Especialistas listam as estratégias para ganhar destaque no setor que ainda
enfrenta barreiras, preconceito ou desinformação sobre seu potencial de vendas.
Estilistas citam os desafios para evoluir e a importância do Prêmio Brasil Sul
de Moda Inclusiva, que está com inscrições abertas.
“A moda fala de
atualidade, economia, história, antropologia e do tempo”, afirma o estilista
Ronaldo Fraga no prefácio do livro ‘Um olhar diferente sobre a moda’,
lançamento do Instituto Social Nação Brasil, que tem versão em braile
produzida com apoio da Fundação Dorina Nowill para Cegos.
O trabalho reúne textos
de mestres, professores e estilistas de diversas instituições de ensino do
País, e integra as iniciativas da sexta edição do Prêmio Brasil
Sul de Moda Inclusiva, que está com inscrições abertas (www.facebook.com/scmodainclusiva).
Em entrevista ao
blogVencerLimites, quatro autoras do livro (Patrícia Sant’Anna, Vitoria
Cuervo, Dariene Rodrigues e Silvana Louro) falam sobre a situação atual da
moda inclusiva no País e o interesse das grandes marcas internacionais, listam
as estratégias para ganhar destaque no setor que ainda enfrenta barreiras,
preconceito ou desinformação sobre seu potencial de vendas, além dos desafios
para evoluir.
blogVencerLimites – Qual
a situação atual da moda inclusiva?
Patrícia Sant’Anna
– Com o crescimento da classe média e da inclusão das pessoas com
deficiência, o mercado de moda inclusiva tende a crescer mais e mais.
Vitoria Cuervo – No
Brasil já existem algumas pequenas marcas de estilistas que estão adaptando
algumas peças em suas coleções.
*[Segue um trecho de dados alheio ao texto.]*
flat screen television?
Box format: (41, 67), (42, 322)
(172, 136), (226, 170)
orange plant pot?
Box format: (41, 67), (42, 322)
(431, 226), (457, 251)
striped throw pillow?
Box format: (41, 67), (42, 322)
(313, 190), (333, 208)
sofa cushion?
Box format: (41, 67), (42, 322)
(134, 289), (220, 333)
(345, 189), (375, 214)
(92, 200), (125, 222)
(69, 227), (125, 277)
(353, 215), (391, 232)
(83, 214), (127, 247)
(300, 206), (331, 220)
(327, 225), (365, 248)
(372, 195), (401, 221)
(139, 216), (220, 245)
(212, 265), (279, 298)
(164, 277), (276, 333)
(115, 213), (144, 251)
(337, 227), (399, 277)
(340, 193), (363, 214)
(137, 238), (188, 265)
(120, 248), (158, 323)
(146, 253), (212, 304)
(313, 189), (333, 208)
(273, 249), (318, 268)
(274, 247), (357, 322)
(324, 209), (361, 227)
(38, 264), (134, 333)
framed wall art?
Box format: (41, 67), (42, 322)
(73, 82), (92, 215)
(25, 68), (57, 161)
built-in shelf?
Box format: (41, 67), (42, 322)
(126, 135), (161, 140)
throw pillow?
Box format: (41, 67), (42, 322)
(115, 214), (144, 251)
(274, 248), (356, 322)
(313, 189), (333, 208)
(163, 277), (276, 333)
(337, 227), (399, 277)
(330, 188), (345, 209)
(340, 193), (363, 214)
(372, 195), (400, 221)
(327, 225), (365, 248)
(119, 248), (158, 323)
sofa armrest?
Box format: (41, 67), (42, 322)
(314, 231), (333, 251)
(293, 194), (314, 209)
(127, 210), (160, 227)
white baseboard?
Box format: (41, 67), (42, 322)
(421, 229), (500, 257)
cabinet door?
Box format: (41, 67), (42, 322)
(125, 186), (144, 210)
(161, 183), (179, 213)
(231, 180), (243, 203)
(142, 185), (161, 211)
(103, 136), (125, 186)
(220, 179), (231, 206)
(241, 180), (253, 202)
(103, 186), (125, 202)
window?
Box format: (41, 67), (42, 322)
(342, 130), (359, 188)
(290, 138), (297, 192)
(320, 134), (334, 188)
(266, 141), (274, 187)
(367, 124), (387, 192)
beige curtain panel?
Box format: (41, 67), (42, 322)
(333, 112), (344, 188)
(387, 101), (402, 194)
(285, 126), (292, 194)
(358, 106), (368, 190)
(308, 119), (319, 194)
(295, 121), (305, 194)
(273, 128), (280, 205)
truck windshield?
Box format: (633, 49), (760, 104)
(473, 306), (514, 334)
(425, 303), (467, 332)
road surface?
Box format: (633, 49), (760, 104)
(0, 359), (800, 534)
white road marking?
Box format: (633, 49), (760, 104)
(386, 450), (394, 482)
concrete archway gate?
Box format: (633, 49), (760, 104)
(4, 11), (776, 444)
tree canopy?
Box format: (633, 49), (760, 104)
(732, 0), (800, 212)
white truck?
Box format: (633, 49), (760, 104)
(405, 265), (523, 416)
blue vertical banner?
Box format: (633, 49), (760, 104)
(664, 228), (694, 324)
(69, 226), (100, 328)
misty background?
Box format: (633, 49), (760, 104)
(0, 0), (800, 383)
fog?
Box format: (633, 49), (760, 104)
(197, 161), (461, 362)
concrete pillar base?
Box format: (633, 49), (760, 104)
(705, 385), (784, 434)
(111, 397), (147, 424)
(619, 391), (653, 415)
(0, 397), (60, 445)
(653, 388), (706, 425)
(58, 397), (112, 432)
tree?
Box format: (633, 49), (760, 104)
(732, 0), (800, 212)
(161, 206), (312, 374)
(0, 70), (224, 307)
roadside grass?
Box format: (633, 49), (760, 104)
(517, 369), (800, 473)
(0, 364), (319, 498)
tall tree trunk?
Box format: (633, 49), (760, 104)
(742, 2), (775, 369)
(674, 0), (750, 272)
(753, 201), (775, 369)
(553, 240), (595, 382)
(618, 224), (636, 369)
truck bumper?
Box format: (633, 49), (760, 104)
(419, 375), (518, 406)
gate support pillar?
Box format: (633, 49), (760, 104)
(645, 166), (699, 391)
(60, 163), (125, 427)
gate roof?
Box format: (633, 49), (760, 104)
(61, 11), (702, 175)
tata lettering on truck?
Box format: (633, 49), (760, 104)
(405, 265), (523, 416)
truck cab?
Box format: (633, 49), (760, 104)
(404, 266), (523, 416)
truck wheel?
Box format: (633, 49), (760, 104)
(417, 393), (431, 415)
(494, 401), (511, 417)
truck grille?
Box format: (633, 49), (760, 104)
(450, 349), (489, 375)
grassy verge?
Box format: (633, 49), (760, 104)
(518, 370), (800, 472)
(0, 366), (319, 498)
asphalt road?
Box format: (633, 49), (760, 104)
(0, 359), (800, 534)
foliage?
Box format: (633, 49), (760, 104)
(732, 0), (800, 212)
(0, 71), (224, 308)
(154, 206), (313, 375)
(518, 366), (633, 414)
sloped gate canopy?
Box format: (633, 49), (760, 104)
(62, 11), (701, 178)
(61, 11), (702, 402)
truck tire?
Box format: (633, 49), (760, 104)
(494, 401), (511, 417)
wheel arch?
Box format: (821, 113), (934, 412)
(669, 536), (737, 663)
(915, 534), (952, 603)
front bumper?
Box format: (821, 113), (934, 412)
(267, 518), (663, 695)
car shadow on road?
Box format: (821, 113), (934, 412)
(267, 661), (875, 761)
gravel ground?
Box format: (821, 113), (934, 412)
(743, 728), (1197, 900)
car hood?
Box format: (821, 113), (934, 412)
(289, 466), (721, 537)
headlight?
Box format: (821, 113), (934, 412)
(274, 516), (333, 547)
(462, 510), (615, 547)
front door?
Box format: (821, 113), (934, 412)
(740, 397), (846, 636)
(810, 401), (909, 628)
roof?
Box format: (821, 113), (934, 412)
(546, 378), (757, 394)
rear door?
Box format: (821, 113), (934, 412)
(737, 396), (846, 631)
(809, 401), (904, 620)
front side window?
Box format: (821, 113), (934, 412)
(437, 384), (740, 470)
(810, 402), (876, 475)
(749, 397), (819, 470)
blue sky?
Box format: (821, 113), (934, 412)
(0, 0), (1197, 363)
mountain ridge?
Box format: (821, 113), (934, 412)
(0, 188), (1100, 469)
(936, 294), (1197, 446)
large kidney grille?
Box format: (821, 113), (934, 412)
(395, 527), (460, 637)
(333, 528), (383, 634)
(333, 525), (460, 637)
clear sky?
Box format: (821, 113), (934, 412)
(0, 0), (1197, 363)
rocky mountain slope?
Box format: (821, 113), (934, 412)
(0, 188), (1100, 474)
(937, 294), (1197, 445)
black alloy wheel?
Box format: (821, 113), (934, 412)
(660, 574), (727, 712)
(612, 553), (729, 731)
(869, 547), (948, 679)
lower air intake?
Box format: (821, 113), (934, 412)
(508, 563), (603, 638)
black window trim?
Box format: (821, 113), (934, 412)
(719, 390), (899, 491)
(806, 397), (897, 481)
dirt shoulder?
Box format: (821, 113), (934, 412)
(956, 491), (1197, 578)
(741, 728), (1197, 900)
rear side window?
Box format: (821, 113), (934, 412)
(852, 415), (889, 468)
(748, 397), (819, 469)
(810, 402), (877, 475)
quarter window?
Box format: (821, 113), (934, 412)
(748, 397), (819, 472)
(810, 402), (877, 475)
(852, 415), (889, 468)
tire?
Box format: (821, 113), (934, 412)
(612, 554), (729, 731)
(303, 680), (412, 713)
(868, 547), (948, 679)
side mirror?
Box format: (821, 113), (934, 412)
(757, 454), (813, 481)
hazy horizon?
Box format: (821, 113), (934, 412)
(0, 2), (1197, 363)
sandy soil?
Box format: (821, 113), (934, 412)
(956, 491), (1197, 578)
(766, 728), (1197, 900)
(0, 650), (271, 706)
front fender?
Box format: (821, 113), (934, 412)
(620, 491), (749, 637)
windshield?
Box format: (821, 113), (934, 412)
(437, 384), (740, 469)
Algumas têm lojas virtual e outras ainda estão
só no boca a boca, em alguns pontos de sua terra natal ou apenas fazendo
coleções e desfiles com peças experimentais.
Vemos também alguns
alunos da área de moda/design fazendo seus trabalhos de faculdades sobre
inclusão, mas nem todos trabalham com isso após a graduação.
Temos alguns concursos e
isso incentiva alunos e profissionais da área a olhar para esse universo e
propor novas soluções, o que vai movimentando o interesse para esse mercado.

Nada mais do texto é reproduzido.